We live in a relatively quiet, laid-back area of Toronto, not exactly the suburbs, but still far from the stress and hubbub of downtown. It's a middle-class residential area, probably upper middle-class these days, given recent house prices. A desirable area.
Our house is on a relatively quiet street, a couple of blocks from the quiet end of the main shopping street. It's not actually a cul-de-sac, but a short one-block street linking two cul-de-sacs. It doesn't really go anywhere, and it's not a short-cut to anywhere.
It is, however, right by the boardwalk and the beach, overlooking a pleasant park, and, although it is at the quiet end of the beach, it's a magnet for dog-walkers and paddle-boarders in the summer (it really is a quiet, peaceful place in the winter, when the residents get to reclaim their neighbourhood from the tourist hordes).
But, as I was sat out on the front porch with a cup of tea and the newspaper the other day, looking forward to a nice relaxing half hour on a sunny Wednesday morning, I was beset by noise from multiple sources. It was not so much traffic noise, although our little street has a surprising amount of that, including the ridiculously noisy impositions of garbage trucks, deliveries to the small lakeside sports club, and the occasional de-mufflered motorbike (why?)
No, the noise was mainly coming from my neighbours.
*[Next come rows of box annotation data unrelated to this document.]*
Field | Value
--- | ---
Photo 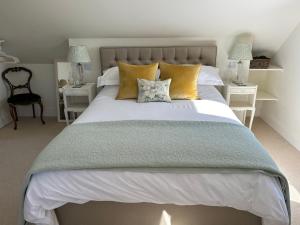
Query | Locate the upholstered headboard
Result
[100,46,217,74]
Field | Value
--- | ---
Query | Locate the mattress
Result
[24,86,289,225]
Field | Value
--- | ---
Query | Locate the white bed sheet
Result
[24,86,289,225]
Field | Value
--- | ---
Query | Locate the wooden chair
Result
[2,67,45,130]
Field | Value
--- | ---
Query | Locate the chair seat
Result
[7,93,41,105]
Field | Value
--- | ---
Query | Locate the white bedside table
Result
[63,83,96,125]
[224,83,257,129]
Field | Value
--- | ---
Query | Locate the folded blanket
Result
[25,121,290,225]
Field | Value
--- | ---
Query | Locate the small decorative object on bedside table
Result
[250,56,271,69]
[68,45,91,88]
[229,34,252,85]
[224,83,257,130]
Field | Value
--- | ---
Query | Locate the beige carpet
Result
[0,118,300,225]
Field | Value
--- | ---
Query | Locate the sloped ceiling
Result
[0,0,300,63]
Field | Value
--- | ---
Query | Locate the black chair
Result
[2,67,45,130]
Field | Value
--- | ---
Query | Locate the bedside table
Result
[224,83,257,130]
[63,83,96,125]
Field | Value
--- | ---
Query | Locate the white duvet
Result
[24,86,289,225]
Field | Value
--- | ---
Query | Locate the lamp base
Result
[232,80,247,86]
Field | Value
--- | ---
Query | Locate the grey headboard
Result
[100,46,217,74]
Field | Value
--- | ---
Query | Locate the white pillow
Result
[97,65,224,87]
[97,66,159,87]
[197,65,224,86]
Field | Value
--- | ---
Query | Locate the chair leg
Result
[39,101,45,124]
[64,109,70,125]
[32,104,35,118]
[14,107,19,121]
[9,105,17,130]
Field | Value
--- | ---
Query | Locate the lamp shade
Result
[68,45,91,63]
[229,42,253,60]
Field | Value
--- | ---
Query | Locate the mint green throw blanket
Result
[26,121,290,225]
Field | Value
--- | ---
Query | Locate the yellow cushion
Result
[116,62,158,99]
[159,62,201,100]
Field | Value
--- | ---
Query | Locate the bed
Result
[24,46,289,225]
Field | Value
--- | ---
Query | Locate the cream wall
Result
[261,24,300,150]
[0,0,300,63]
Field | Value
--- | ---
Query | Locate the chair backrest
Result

In addition to yapping dogs (there are always yapping dogs, any time of day or night, it seems) and loud kids' summer camps (which it's hard to complain too much about, I guess), at any given time there are: lawnmowers and weed-whackers (both household and municipal); leaf-blowers; circular saws, drills and other construction noise; chain saws from the constant tree maintenance crews that tend the many mature trees in the area; compressed-air paddleboard inflators; screaming Sea-Dos out in the lake; and any number of other sources of noise.
Much of this cacophony seem totally unnecessary, but we have become so innured to all this ambient noise these days that often we don't even notice it. How I wish it weren't so.